United States v. Lynch was the first case Wu presided over since being appointed to the bench by George W. Bush. (Shades of David Souter, a man of integrity appointed by Poppy Bush.) At the sentencing hearing June 11, before a courtroom packed with supporters of Lynch, Judge Wu did not explain his reasoning. He will, subsequently, in writing. Observers assume that the judge sees Lynch as a member of a collective who had leadership responsibilities rather than the kingpin of a criminal enterprise. The extra day tacked onto Lynch’s one-year sentence is a lenient gesture, qualifying him to get a month-and-a-half off for good behavior in prison.

Lynch is free on bail while his federal public defenders, led by Reuven Cohen, prepare an appeal to the Ninth Circuit. (Will the Presiding Judge in the sky assign Jay Bybee to the panel that hears the appeal?) When Lynch emerged from the federal courthouse after being sentenced, he was asked by a reporter if he felt he had won a victory. He replied, “Not really a victory, In a way it’s a loss. But it’s not a bad loss.”

The Industry Ascendant

“THC Expo,” a  trade show for the burgeoning  medical marijuana industry, drew 35,000 people to the Los Angeles Convention Center last weekend. I drove down with O’Shaughnessy’s contributing editor Martin Lee to take orders for our upcoming issue. When we arrived around noon on Saturday, the line to get into the Expo was so long that it blocked the entrance to an adjacent hall housing Erotic LA, the porn trade show.

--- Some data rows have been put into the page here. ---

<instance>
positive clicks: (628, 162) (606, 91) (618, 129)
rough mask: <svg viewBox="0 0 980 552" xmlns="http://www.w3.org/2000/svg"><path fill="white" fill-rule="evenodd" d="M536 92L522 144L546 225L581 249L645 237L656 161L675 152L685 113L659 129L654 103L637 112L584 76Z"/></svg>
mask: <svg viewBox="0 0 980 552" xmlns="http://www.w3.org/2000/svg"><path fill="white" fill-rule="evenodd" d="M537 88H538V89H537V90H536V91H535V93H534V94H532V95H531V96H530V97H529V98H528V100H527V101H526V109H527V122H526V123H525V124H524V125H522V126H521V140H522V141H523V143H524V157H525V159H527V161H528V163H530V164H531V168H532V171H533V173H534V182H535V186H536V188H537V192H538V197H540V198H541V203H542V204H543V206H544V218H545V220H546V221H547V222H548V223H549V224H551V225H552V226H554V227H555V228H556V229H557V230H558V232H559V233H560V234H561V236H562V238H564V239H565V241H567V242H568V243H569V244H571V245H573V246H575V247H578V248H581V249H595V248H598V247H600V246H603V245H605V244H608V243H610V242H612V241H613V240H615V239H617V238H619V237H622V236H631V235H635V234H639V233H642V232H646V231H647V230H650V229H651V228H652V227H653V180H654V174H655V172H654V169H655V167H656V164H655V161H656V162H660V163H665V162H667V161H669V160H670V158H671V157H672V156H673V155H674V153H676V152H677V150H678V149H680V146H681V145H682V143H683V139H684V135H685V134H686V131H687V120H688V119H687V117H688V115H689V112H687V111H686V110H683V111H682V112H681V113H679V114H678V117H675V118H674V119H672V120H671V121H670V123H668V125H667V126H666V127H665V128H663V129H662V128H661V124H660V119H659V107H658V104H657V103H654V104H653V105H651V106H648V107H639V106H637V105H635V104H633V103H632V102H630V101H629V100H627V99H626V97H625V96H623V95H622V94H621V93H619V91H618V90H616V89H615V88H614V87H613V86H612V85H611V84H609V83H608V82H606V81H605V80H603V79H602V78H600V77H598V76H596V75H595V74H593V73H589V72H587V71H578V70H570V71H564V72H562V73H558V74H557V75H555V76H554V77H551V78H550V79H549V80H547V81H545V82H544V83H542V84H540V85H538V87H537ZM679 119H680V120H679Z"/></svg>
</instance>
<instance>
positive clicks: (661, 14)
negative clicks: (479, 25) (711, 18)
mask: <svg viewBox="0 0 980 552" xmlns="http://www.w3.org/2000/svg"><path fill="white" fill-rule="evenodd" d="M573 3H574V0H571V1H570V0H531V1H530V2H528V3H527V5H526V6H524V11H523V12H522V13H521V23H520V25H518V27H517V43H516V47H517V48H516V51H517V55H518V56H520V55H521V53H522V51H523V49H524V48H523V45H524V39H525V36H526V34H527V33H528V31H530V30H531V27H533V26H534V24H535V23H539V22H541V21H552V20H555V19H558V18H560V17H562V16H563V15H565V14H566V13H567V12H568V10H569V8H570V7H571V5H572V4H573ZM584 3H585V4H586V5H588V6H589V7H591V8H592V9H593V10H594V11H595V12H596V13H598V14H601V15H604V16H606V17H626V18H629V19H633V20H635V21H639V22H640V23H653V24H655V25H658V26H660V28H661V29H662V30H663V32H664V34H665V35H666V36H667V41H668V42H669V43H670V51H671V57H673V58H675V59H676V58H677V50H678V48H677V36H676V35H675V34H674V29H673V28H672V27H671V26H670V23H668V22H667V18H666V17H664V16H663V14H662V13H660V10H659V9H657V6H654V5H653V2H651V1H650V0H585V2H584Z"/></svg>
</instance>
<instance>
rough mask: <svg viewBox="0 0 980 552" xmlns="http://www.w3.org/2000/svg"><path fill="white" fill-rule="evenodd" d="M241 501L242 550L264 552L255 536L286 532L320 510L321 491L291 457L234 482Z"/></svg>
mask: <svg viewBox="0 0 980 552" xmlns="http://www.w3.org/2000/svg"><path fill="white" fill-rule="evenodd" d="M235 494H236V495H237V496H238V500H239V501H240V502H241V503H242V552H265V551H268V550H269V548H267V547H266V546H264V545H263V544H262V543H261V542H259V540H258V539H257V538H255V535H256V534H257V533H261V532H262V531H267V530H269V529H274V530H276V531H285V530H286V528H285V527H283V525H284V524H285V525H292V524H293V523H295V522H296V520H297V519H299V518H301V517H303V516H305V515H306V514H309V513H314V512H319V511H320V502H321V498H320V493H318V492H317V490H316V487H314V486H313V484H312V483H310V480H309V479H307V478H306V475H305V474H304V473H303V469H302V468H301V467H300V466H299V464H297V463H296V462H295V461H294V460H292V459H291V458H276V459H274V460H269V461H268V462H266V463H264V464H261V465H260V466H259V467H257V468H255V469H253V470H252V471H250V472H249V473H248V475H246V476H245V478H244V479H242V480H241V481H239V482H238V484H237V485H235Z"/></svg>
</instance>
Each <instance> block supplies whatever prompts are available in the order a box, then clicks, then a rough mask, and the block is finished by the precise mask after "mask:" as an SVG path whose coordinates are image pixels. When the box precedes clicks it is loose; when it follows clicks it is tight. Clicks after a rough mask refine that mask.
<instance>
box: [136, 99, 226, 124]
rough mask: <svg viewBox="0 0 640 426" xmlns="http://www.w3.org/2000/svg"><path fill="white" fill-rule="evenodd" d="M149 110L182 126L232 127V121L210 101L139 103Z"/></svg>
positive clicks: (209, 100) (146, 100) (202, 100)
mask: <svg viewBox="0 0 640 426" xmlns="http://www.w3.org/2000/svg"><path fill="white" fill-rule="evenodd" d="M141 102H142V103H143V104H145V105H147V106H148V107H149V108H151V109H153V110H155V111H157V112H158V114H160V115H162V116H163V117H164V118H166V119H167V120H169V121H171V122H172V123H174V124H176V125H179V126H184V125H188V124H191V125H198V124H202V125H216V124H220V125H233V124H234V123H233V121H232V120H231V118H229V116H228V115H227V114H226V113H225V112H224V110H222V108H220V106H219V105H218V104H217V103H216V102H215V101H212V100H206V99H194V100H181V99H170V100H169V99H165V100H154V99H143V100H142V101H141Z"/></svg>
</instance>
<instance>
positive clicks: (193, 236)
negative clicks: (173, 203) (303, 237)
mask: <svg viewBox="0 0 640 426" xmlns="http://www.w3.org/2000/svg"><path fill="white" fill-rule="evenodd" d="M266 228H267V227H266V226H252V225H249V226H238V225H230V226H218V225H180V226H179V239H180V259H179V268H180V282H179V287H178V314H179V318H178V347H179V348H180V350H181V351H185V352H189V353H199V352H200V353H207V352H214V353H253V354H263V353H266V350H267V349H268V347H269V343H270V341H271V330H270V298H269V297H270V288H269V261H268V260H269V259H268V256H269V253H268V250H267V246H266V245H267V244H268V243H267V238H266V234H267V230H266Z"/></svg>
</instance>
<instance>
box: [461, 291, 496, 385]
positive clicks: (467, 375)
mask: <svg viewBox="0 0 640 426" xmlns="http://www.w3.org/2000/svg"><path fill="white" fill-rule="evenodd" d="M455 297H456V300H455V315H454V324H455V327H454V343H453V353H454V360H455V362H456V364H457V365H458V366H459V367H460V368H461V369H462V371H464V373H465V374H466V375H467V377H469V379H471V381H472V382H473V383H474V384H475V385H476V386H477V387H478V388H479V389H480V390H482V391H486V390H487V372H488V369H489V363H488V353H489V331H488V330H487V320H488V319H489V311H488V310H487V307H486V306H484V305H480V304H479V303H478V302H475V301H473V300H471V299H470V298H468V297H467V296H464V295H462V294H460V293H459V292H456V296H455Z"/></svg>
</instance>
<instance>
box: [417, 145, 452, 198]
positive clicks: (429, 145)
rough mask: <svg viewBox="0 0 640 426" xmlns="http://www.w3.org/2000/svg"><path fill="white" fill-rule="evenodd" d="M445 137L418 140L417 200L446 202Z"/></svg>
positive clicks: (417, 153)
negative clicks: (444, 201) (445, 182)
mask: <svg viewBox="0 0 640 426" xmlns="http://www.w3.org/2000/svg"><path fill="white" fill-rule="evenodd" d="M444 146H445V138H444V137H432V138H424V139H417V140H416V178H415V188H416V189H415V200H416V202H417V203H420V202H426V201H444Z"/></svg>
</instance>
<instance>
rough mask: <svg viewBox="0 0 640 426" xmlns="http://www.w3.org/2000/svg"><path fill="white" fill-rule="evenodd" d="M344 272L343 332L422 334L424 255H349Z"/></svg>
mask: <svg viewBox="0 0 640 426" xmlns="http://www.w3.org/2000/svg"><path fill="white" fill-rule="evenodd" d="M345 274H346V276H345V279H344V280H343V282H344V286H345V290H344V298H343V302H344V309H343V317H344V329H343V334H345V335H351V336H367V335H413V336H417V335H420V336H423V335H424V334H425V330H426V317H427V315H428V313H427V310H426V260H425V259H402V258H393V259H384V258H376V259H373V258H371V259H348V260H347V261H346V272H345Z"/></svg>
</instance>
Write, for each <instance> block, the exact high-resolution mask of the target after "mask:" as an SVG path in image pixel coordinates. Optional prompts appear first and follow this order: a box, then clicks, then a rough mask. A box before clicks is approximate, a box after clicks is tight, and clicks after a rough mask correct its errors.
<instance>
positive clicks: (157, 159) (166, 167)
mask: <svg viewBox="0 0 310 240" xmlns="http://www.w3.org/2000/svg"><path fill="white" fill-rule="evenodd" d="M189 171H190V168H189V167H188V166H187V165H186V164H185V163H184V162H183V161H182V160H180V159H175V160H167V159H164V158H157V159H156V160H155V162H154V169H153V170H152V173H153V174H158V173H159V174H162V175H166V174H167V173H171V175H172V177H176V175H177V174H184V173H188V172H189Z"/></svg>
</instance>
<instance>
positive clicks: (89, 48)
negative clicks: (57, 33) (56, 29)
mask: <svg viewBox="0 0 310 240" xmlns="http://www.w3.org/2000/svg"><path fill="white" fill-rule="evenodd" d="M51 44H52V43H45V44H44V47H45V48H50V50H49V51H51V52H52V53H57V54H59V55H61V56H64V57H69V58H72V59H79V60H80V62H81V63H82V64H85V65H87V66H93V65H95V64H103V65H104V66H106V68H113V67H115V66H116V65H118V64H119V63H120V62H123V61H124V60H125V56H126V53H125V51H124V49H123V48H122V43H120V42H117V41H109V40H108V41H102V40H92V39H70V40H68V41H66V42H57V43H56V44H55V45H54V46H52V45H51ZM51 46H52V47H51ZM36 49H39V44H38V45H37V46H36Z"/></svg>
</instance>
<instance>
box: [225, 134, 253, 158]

Organizer Todd McCormick reportedly spent about $500,000 (on Freeman Exhibit Services, rent, etc.)  and took in about half that on the sale of booths.
Income from ticket sales -35,000 at $10/per- was the key to his success.

As we drove back Sunday night Martin mused about the advent of full legalization:

“How will the industry fare if legalization should arrive suddenly and swiftly?

I’m reminded of the situation in East Germany shortly before the Berlin Wall fell.  A thriving grassroots network of social justice groups — church activists, artists, greens and ecologists, pacifists, anarcho-punks, leftwing libertarians and human rights workers — spearheaded the drive to topple the sclerotic Communist regime.  They organized huge demonstrations that greeted Soviet Premier Mikhail Gorbachev, which led to the fall of the wall. And then West Germany, with its VCRs, bananas, and Deutchemarks, quickly gobbled up East Germany, and the grassroots networks were overwhelmed by the nationalist rush toward unification. Will the grassroots cannabis industry go the way of the Eastern German pacifists when legalization is enacted?”

Martin fears the tobacco companies could play the role of West Germany. He raised the prospect at the Expo in a conversation with a legendary grower named DJ Short.

“Short thinks some sectors would be hurt by legalization: lawyers would lose, the patient-ID-card services, the bailbondsmen [three of whom had booths across the aisle from O’Shaughnessy’s], and the doctors running recommendation mills.  At the same time there SHOULD be increasing demand for serious, conscientious doctors who have educated themselves about the endocannabinoid system.”

“Short thinks that hydroponics stores will take a hit with legalization because more people will grow outdoors. But more people may also grow indoors. And hydroponics stores also offer an array of super-fertilizers and phyto-nutrients prized by an avid clientele.

“What about the the grassroots growers, the ma and pa family pot farmers? Will the tobacco companies move in and flood the market with cheap, inorganic weed, bringing the price down? As of now there are thousands of families in Northern California not getting rich but supporting themselves as growers… Can they all survive as ’boutique’ operations?

“Best to keep the tobacco companies at bay if possible. The authorities are so nuts when it comes to anything cannabis-related that activists may be able to insert a small-is-beautiful plank into the inevitable regulatory apparatus.”